I'm wondering how to integrate something of the form 2^x * e^x.


I tried using integration by parts, ∫u dv = v*u - ∫v du. The problem is no matter which term I choose to integrate and which to differentiate, the final solution still has an integral with a product of terms in the form (2^x) and (e^x). (∫2^x = 2^x / ln2 and (2^x)' = 2^x * ln2).

 

[haruspex]

Rewrite as e^u, where u is a function of x.

 

[Dick]

I'm wondering how to integrate something of the form 2^x * e^x.

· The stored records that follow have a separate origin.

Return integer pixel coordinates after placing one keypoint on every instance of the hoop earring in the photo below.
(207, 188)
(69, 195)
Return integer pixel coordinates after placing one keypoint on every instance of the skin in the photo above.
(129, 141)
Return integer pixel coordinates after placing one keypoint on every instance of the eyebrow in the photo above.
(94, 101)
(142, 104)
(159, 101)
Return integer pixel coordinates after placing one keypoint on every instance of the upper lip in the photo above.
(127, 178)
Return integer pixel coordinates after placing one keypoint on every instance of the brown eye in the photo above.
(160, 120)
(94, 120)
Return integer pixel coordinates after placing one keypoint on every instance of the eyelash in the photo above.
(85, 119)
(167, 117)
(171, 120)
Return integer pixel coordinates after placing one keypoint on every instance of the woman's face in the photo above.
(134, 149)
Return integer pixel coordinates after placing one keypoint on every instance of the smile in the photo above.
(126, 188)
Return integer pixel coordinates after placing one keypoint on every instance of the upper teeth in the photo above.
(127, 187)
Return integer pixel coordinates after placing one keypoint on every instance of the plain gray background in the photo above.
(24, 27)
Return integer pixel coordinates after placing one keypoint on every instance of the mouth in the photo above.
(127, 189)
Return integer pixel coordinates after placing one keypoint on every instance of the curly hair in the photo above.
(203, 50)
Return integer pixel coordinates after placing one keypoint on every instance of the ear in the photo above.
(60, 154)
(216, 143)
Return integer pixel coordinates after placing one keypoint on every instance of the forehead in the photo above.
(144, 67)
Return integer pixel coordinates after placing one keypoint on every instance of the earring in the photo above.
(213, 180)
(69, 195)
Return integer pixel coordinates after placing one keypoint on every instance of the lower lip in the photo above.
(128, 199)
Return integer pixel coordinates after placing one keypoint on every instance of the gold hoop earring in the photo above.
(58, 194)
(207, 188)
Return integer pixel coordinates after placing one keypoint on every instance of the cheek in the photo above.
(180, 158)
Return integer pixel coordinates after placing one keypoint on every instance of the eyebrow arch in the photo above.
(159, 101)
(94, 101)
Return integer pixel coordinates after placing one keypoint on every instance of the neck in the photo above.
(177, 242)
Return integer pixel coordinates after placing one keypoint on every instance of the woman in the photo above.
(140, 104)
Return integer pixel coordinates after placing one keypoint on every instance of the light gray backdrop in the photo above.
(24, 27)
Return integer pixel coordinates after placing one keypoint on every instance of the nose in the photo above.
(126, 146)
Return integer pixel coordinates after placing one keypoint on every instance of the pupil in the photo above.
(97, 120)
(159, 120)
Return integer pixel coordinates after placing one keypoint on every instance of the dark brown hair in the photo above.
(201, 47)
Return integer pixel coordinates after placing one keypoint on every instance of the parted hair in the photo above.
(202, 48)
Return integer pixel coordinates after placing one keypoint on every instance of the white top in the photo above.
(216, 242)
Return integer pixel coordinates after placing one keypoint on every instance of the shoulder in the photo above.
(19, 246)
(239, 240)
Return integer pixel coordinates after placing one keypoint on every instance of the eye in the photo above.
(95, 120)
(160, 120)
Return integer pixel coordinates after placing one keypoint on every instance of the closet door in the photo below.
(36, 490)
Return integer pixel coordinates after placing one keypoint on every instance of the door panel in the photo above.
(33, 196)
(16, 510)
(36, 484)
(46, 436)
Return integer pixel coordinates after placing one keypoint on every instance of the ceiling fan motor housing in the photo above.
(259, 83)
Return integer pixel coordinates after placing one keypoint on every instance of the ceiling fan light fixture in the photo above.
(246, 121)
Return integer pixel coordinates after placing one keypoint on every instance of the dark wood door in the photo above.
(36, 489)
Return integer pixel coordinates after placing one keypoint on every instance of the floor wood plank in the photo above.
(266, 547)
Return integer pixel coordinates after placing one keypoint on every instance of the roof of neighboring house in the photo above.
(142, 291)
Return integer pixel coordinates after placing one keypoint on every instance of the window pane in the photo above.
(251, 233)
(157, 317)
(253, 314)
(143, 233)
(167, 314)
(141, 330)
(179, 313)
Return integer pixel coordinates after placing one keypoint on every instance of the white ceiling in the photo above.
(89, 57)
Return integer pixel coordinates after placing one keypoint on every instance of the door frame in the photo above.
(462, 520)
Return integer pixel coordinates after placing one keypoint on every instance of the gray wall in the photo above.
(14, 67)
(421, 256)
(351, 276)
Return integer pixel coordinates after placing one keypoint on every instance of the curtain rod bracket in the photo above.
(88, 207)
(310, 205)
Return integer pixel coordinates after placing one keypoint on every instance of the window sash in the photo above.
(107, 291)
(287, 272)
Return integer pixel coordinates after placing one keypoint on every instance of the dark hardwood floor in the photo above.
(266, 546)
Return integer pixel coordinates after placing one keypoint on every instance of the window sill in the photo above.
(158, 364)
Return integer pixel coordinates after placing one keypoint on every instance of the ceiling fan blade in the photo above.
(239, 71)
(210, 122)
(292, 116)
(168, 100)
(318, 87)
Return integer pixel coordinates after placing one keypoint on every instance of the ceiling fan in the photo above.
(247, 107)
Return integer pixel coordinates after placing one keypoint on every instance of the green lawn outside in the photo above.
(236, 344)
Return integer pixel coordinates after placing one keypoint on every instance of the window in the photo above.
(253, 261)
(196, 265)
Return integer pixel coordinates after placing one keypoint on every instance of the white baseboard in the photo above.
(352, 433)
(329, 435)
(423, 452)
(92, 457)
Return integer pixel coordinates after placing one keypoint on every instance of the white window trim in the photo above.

I tried using integration by parts, ∫u dv = v*u - ∫v du. The problem is no matter which term I choose to integrate and which to differentiate, the final solution still has an integral with a product of terms in the form (2^x) and (e^x). (∫2^x = 2^x / ln2 and (2^x)' = 2^x * ln2).

$2^x=e^{log(2) x}$.

 

[jaykeegan]

Ah okay thanks people. Both of these methods will simplify it. It's been so long since I've had to do calculus, haha. Forgotten all the different ways of looking at an expression.

 

[PeroK]

I found this quotation from Laplace, which you might like:

"Nature laughs at the difficulties of integration."